Alleen voor het pensioenfonds voor de bouw geldt dat als de dekkingsgraad op het huidige niveau blijft, gedeeltelijk indexeren binnen bereik is. Daarvoor moet de dekkingsgraad over twaalf maanden gemiddeld 110 procent zijn en voor volledige compensatie zelfs 125 procent. Bij bpfBOUW zijn de pensioenen de laatste jaren ook al wat omhooggegaan.
Dat de fondsen er beter voor staan dan de afgelopen jaren ligt ten eerste aan de wat opgelopen rente op de kapitaalmarkten. Ook op de aandelenbeurzen gaat het dit jaar goed. "Voor het eerst sinds tijden kan ik daarom aangeven dat de kans op pensioenverlaging volgend jaar erg klein is, maar pensioenverhoging is nog echt niet in zicht", zegt voorzitter Corien Wortmann-Kool van ambtenarenfonds ABP, het grootste pensioenfonds van Nederland.

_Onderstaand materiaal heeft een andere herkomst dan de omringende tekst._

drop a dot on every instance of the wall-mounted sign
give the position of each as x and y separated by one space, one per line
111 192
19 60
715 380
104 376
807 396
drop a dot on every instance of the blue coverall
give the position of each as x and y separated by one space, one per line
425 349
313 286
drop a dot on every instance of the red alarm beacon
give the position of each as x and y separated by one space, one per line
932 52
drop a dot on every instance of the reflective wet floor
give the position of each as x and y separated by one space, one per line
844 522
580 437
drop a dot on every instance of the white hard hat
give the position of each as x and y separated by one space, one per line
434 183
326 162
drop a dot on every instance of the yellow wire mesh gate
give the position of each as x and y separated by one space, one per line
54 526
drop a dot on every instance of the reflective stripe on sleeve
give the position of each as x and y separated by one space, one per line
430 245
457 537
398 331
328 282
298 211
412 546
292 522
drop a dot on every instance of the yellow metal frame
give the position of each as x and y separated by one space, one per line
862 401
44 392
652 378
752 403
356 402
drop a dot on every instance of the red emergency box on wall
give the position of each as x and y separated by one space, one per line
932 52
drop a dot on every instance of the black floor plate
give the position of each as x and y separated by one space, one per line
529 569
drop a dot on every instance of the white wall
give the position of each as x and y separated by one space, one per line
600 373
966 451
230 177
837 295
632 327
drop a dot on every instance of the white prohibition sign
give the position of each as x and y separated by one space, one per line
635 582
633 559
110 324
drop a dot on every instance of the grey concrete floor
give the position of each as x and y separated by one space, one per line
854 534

Mooie symbolische mijlpaal
Ook andere fondsen zijn voorzichtig positief. "We zijn nog niet in veilig vaarwater, maar het is een mooie symbolische mijlpaal", zegt Joanne Kellermann, voorzitter van Zorg en Welzijn. "Het is fijn dat de dekkingsgraad net boven de 100% is, maar het is zeker nog geen tijd om te juichen", zegt Terry Troost, werkgeversvoorzitter bij metaalfonds PMT.
Eind dit jaar moeten de dekkingsgraden, net als vorig jaar en het jaar daarvoor, minimaal 90 procent bedragen om pensioenkortingen in 2022 te voorkomen. Verder heeft de overheid bepaald dat de fondsen in aanloop naar het nieuwe pensioenstelsel moeten toegroeien naar een situatie waarin hun dekkingsgraad ten minste op 95 procent zit. In 2027 moet dat nieuwe pensioenstelsel ingaan, wat ertoe moet leiden dat de fondsen minder afhankelijk zijn van de rente.